Wリーグ

2021.03.15

Wリーグ プレーオフセミファイナルはトヨタ自動車、ENEOSが1勝。ファイナルに王手

トヨタ自動車が富士通を圧倒

 3月14日よりWリーグ プレーオフセミファイナルが国立代々木競技場第2体育館でスタートした。レギュラーシーズン東西1位のENEOS、トヨタ自動車に、クォーターファイナルを勝ち抜いたデンソー、富士通が挑む。ここからのプレーオフシリーズは2勝しなければファイナルには勝ち上がれない。

馬瓜エブリン(トヨタ自動車)

 

 第1試合はトヨタ自動車(西地区1位)vs.富士通(東地区2位)の一戦。

 序盤から気迫あふれるプレーを繰り広げたのがトヨタ自動車。激しいディフェンスと、アドバンテージである高さを生かし、オフェンスリバウンドを奪取しポイントを重ねる。富士通も何とか踏ん張ろうとするものの、#0馬瓜エブリン、#2長岡萌映子らにリバウンドに飛び込まれてしまい、1Qだけで8本オフェンスリバウンドを許してしまった。攻めてもいい形で放つシュートが決まらずに苦しい展開が続き、前半を21-42と大きく差をつけられてしまった。
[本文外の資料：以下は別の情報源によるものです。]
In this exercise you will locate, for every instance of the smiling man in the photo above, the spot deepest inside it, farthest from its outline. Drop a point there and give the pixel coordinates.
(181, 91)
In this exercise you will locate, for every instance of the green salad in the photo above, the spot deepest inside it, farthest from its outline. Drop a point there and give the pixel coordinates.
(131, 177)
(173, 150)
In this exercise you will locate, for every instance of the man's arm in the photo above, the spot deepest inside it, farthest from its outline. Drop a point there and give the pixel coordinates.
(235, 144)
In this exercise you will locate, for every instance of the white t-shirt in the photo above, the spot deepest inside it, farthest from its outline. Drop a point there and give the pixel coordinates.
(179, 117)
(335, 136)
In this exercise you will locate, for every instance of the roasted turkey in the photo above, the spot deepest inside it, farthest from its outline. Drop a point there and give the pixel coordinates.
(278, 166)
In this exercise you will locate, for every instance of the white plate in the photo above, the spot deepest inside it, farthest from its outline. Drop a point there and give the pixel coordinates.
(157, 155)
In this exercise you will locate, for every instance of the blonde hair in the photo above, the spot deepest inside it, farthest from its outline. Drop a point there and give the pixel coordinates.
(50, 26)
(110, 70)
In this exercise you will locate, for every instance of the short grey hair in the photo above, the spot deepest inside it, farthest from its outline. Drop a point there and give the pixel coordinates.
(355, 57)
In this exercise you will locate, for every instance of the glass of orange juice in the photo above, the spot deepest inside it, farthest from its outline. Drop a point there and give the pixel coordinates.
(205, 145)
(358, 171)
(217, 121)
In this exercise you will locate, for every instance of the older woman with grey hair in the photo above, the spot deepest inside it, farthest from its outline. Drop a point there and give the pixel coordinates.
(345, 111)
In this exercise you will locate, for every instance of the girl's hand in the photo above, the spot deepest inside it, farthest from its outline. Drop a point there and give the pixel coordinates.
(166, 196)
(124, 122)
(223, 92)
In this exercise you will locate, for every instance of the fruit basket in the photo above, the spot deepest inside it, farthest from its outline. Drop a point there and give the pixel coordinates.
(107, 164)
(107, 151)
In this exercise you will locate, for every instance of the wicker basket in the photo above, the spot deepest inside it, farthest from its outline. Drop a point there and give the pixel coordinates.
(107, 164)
 後半に入り、富士通は#10町田瑠唯、#13谷口二千華らのアウトサイドシュートが決まり出し、いい流れをつかみそうになるが、トヨタ自動車も交代で出てきた#23山本麻衣らがシュートを決め返し、点差を詰めさせない。後半は互角の戦いとなったが、前半の差を守り切ったトヨタ自動車が79-56で富士通を押し切り1勝目をあげた。

「トヨタ自動車はサイズがあり、リバウンドで勝てるとは思っていませんでしたが、それにしてもやられすぎでした。リバウンドへの意識をもっと高めないと」と富士通のBTテーブスHC。キャプテンの町田も「フィジカルのところで負けてしまい、自分たちのやりたいトランジションの早い展開に持ち込むことができませんでした」と反省を口にする。

 一方のトヨタ自動車のルーカス・モンデーロHCは「予定していたゲームプランどおりに試合を運ぶことができました」と合格点を出しつつ、「ターンオーバーが多かったので、その部分を修正して、明日の試合にも勝利をつかみたい」と気持ちを引き締めた。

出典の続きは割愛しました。